Ward powers into final

JOE WARD (Moate) got his defence of his light heavyweight title off to a flying start at the Elite National finals at the National Stadium last night and immediately threw down the gauntlet to Kenny Egan, who he beat to claim it last year.

The 18-year-old European champion defeated fellow Westmeath man, Davy Joe Joyce (Ballinacargy) 17-4 in a semi-final that one felt he could have ended at any time but he held back on the big shots.

“I was very happy with the win,” he said. “I have not boxed since the world championships in Baku so I’m just a bit ring-rusty. I still have the big shots. You don’t lose that. You just have to develop more to get bigger and stronger.

“I’m looking forward to my next fight. The two lads are boxing tomorrow and I wish them best of luck. Whoever wins, I hope it’s a good final.

“I am very fit. I was doing most of the work tonight. I went in there tonight to perform. I always try to perform to my ability. I can control nothing else but my performance and if I perform 100%, I’m in with a good shout.

“The world championships were a big disappointment for me because I did not perform. All I had to do was box 50% and I would have won. Sadly I did not perform. I am over that now and hopefully I can make up for it.

“I just went back to my basics. I learned from the mistakes. When you are winning you don’t see your mistakes. Sometimes it helps to lose.

“I have been getting good sparring. Eddie Bolger is in Scotland and I was down in Eddie’s house in Wexford too. I’m going very well. I just want to thank the Sports Council for looking after me very well.”

Without being pushed, Ward, who added the European senior title to his world junior and youth titles last year, won the first round 5-1 to set the pattern and Joyce, a former world youths bronze medallist, never looked like getting into the fight.

Tonight the 10-time champion and Olympic silver medallist, Kenny Egan, will box Eamon Walsh (St Anne’s), for the other final spot and Egan was in the Stadium to watch last night’s fight.

“He was just average but then again Joyce did not show very much,” Egan said.

All three boxers who have qualified for the Olympic Games got through to next Friday night’s finals.

World bronze medallist, John Joe Nevin (Cavan), had to pull out all the stops for a 13-12 victory over the rangy Belfast bantamweight, Sean McComb (Holy Trinity), in an enthralling semi-final.

Nevin qualified for this year’s Olympic Games when he won a second bronze medal at the world championships in Baku but last night for two rounds it appeared as if McComb, who stands at 6’1“, was about to pull out a big shock.

He caught the Mullingar man with some perfectly place jabs as Nevin came forward in the first two rounds.

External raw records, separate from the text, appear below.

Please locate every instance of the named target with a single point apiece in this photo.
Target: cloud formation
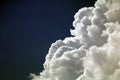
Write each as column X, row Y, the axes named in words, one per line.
column 93, row 52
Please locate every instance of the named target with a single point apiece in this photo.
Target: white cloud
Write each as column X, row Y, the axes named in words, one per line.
column 93, row 52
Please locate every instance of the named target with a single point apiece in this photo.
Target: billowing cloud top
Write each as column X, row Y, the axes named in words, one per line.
column 94, row 51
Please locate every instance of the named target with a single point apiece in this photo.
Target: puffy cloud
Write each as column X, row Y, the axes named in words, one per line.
column 93, row 52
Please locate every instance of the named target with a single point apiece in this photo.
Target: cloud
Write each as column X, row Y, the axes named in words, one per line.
column 93, row 52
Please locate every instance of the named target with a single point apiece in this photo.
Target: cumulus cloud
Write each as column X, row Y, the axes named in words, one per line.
column 94, row 51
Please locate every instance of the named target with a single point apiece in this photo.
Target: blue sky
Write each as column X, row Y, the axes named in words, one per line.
column 27, row 29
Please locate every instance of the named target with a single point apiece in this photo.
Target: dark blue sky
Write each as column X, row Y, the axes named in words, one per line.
column 27, row 29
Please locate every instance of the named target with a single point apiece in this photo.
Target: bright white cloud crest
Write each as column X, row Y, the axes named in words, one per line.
column 94, row 51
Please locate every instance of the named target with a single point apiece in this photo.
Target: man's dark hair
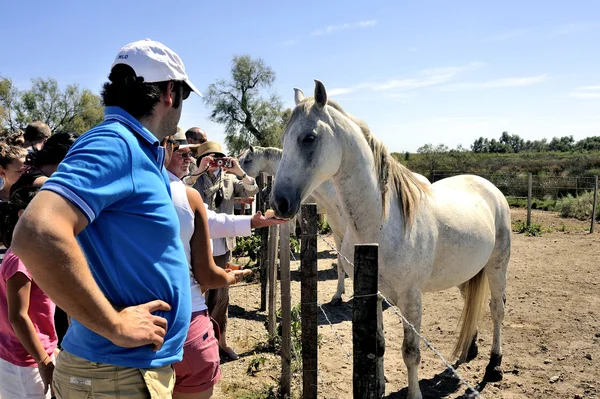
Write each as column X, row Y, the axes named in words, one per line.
column 128, row 91
column 36, row 131
column 192, row 133
column 54, row 150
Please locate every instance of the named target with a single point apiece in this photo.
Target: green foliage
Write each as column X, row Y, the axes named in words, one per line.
column 323, row 227
column 255, row 365
column 70, row 109
column 579, row 207
column 294, row 245
column 235, row 390
column 248, row 246
column 251, row 115
column 533, row 230
column 546, row 204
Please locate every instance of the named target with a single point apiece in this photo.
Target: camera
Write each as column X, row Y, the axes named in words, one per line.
column 228, row 163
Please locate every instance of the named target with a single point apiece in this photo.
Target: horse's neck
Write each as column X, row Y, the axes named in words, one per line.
column 327, row 198
column 356, row 183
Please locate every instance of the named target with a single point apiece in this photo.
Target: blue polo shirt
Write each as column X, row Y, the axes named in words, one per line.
column 114, row 174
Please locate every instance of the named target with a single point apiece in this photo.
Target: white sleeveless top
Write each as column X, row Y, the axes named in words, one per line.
column 186, row 230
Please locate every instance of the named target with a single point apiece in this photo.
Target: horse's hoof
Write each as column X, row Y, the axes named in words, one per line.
column 473, row 352
column 336, row 300
column 494, row 374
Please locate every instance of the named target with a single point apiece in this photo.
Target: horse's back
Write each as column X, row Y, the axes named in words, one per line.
column 472, row 216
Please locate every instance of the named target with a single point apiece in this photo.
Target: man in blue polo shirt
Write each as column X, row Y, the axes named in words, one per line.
column 102, row 237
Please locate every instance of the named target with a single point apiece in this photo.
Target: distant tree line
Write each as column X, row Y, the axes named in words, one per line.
column 512, row 143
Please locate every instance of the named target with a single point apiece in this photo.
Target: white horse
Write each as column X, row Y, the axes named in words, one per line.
column 266, row 159
column 455, row 232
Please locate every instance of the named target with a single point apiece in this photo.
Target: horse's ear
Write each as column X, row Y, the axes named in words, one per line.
column 320, row 94
column 298, row 95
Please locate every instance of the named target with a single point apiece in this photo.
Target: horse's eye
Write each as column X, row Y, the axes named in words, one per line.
column 308, row 139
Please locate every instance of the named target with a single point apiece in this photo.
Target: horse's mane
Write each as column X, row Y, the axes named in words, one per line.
column 269, row 152
column 390, row 172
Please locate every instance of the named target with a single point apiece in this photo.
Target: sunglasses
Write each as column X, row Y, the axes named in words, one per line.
column 184, row 155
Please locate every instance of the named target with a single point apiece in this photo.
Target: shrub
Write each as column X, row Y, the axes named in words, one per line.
column 579, row 207
column 323, row 227
column 533, row 230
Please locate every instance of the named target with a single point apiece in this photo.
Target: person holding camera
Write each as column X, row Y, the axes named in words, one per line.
column 220, row 182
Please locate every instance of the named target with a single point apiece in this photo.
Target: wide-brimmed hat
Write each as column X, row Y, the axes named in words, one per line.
column 180, row 138
column 210, row 147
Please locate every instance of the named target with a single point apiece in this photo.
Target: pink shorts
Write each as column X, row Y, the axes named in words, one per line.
column 199, row 370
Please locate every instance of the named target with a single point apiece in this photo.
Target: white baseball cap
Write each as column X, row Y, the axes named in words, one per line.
column 154, row 61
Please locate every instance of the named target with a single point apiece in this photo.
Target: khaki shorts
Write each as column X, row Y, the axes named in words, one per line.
column 77, row 378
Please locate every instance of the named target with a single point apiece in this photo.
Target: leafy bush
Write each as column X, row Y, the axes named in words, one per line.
column 533, row 230
column 579, row 207
column 248, row 246
column 323, row 227
column 547, row 204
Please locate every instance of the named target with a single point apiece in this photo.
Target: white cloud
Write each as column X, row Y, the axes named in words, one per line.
column 333, row 28
column 574, row 27
column 586, row 92
column 493, row 84
column 426, row 78
column 511, row 34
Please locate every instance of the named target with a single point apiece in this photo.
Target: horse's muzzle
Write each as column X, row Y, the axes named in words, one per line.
column 284, row 206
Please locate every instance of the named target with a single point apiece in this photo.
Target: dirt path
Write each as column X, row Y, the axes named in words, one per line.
column 551, row 329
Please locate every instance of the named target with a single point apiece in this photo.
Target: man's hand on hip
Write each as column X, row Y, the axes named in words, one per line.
column 137, row 326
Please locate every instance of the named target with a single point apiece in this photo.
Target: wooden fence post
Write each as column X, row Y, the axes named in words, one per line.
column 308, row 300
column 529, row 193
column 368, row 345
column 286, row 310
column 264, row 240
column 594, row 204
column 273, row 241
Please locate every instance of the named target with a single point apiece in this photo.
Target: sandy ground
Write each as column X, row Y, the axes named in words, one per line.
column 551, row 329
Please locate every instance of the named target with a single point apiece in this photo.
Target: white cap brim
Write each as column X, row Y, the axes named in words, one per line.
column 194, row 89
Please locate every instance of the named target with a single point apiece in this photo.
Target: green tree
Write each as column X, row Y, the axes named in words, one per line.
column 251, row 114
column 433, row 157
column 69, row 109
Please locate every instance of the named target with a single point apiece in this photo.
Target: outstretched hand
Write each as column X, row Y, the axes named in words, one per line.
column 137, row 326
column 258, row 221
column 238, row 275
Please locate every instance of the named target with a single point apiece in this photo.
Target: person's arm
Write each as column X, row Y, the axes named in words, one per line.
column 205, row 271
column 44, row 240
column 18, row 291
column 245, row 185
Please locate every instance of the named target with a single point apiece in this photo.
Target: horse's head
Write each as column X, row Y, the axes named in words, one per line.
column 311, row 152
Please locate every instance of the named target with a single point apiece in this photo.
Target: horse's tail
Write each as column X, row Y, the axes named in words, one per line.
column 475, row 294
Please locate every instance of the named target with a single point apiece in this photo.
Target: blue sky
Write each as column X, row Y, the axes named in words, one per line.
column 416, row 72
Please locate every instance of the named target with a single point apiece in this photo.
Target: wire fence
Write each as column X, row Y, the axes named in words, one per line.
column 543, row 187
column 474, row 393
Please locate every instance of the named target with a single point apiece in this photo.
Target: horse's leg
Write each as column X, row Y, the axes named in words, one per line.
column 496, row 273
column 341, row 274
column 410, row 304
column 473, row 348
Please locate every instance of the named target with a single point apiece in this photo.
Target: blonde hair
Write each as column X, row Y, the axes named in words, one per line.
column 9, row 153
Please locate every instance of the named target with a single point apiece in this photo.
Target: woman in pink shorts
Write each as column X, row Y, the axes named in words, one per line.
column 199, row 371
column 27, row 333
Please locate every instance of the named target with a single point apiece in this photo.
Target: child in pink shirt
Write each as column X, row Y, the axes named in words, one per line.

The first round ended even at 3-3 but he won the second 4-3.

“I was getting caught silly early on,” Nevin admitted. “The same with Luke Campbell who beat me in the world championships — he was tall and rangy. I just have to try and work on those opponents.

“At the start of the third round he came out and caught me with a couple of shots but then I caught him with the head shots and he went down. It was a good shot — right hand, left hook — that’s the shot we have been working on all week. I knew when I caught him. It was so powerful I was just walking away as he went down.”

Then Nevin got a public warning for a low blow as he pounded his man to the body.

“He took the count but then he covered up and I worked to the body,” he recalled. “That was stupid. I thought the public warning could have handed it to him.

“You are well used to performing on the world stage and you have to treat this the same way. I didn’t perform great tonight but I can’t take anything away from Sean.”

Ross Hickey (Grangecon/Army) kept his defence of his light welterweight title on track with a 15-2 victory over Niall Murray (Gorey).

Middleweight Darren O’Neill (Paulstown) had to work hard against Conrad Cummings (Holy Trinity) in their semi-final before winning 13-10.

There were big shots, standing counts and public warnings dished out as O’Neill lost the first round 4-3 and then, after putting his man down with a big right hook, won the second 6-2. He forced another standing count in the third but got a standing count himself when he appeared to be just off balance.

“There are no easy fights,” O’Neill said. “I was in against this lad last year and I was 1-0 down, then 1-1, so I knew it was going to be a war. I knew he was going to come bombing, forgetting boxing. It was hard to score against him because he has got such a negative style.

“I dug deep. I hit him with some big shots and in fairness he came back. I hurt him in the last round and then I got a count for being off balance 10 seconds later which ruined the momentum.”